O primeiro nome da lista é, como era de se esperar, Machado de Assis. Ao propor, pela ficção, uma reflexão acerca das próprias potencialidades da narrativa, no seu confronto com o real, ao operar a delicada articulação entre metalinguagem e história, ao problematizar, por fim, os próprios estatutos que regeriam ficção e realidade, Machado teria sido, segundo João Alexandre, nosso primeiro autor modernista e, ao mesmo tempo, nosso primeiro autor moderno.
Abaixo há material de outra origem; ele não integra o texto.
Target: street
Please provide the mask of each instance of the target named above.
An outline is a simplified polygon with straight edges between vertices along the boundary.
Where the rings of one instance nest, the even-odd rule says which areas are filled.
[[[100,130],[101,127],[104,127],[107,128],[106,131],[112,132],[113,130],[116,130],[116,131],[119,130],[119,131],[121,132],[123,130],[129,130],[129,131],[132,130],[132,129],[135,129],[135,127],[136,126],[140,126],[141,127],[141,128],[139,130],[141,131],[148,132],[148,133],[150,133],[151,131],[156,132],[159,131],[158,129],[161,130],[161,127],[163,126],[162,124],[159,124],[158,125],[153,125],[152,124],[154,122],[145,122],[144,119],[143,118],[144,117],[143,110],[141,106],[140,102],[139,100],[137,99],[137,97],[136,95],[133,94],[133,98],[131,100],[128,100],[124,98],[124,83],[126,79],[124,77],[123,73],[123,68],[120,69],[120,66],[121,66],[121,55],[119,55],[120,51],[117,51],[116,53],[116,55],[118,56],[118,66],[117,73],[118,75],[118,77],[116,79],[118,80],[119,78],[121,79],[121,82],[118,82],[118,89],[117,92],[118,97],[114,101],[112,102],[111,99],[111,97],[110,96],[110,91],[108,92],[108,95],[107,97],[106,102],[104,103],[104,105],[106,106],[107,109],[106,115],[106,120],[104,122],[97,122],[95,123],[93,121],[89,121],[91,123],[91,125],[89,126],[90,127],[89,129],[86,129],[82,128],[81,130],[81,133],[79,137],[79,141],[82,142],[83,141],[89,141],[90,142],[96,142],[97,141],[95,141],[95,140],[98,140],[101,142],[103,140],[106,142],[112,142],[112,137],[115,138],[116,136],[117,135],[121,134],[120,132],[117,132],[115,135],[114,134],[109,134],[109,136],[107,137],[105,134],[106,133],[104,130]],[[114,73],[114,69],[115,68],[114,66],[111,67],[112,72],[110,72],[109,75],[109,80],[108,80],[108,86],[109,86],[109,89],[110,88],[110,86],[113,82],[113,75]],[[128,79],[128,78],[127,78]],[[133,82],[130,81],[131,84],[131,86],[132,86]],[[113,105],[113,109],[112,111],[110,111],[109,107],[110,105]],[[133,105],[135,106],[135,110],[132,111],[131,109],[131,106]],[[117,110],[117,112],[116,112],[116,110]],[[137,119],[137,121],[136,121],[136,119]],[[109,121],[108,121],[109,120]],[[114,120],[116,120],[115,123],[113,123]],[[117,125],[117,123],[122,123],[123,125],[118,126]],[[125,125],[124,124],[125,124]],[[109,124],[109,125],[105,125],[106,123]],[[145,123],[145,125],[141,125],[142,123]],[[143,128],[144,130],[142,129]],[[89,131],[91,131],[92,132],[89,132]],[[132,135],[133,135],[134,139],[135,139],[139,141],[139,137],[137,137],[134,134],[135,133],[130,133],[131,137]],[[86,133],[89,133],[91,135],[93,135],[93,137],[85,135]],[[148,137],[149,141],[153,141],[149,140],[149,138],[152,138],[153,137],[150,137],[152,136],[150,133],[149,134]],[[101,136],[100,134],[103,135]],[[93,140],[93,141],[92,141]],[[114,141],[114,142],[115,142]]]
Fazendo par, embora talvez sem se dar conta disso, do que já afirmara Antonio Candido no final dos anos 60, João Alexandre arremata:
"um aspecto pouco tratado pelos críticos que estudaram a obra machadiana: o modo pelo qual a absorção de seus textos ocorreu antes pelo ângulo de uma suposta articulação entre o escritor e seu tempo - daí a glória em vida, o senso de pudor acadêmico, a asfixiante classificação moralista etc. - do que pela via menos acessível da desarticulação, a qual responde por sua intensa modernidade." 6
Assim como Haroldo fizera, em seu ensaio, uma listagem de autores que, cultivadores da "poesia menos", fariam parte da mesma "família", João Alexandre Barbosa traça também sua linha evolutiva, agora sob novo parâmetro: a problematização das relações entre realidade e representação. Em ambos, o nome primeiro é Machado de Assis. Na lista de João Alexandre, que inclui apenas romancistas - como indica o título do ensaio -, a Machado se seguem, nessa ordem: Oswald de Andrade, Mário de Andrade, Graciliano Ramos, Clarice Lispector (que o crítico coloca em nível inferior aos demais) e Guimarães Rosa.
Não há dúvida de que as leituras empreendidas por Antonio Candido, Haroldo de Campos e João Alexandre Barbosa são pertinentes. Há, no entanto, uma outra possibilidade de situar a obra de Machado no plano geral de nossa tradição literária. E esta seria pensar em Machado não como autor do século XX, mas do XXI.
E aí caberia um breve esclarecimento. Sem me ater ao rigor cronológico, acredito que o século XXI no Brasil - pelo menos no campo da prosa de ficção - tem início na década de 80, no período pós-ditadura, e se estende até nossos dias. E se o leitor me permite uma tosca tentativa de estabelecer algo parecido com uma origem para a ficção brasileira pós-moderna, mesmo correndo o risco do paradoxo - fazer uma leitura moderna da pós-modernidade, buscando estabelecer datas de origem etc. -, diria que esta tem início com a publicação, no início dos anos 80, de duas obras capitais: Em liberdade, de Silviano Santiago, e O concerto de João Gilberto no Rio de Janeiro, de Sérgio Sant'Anna.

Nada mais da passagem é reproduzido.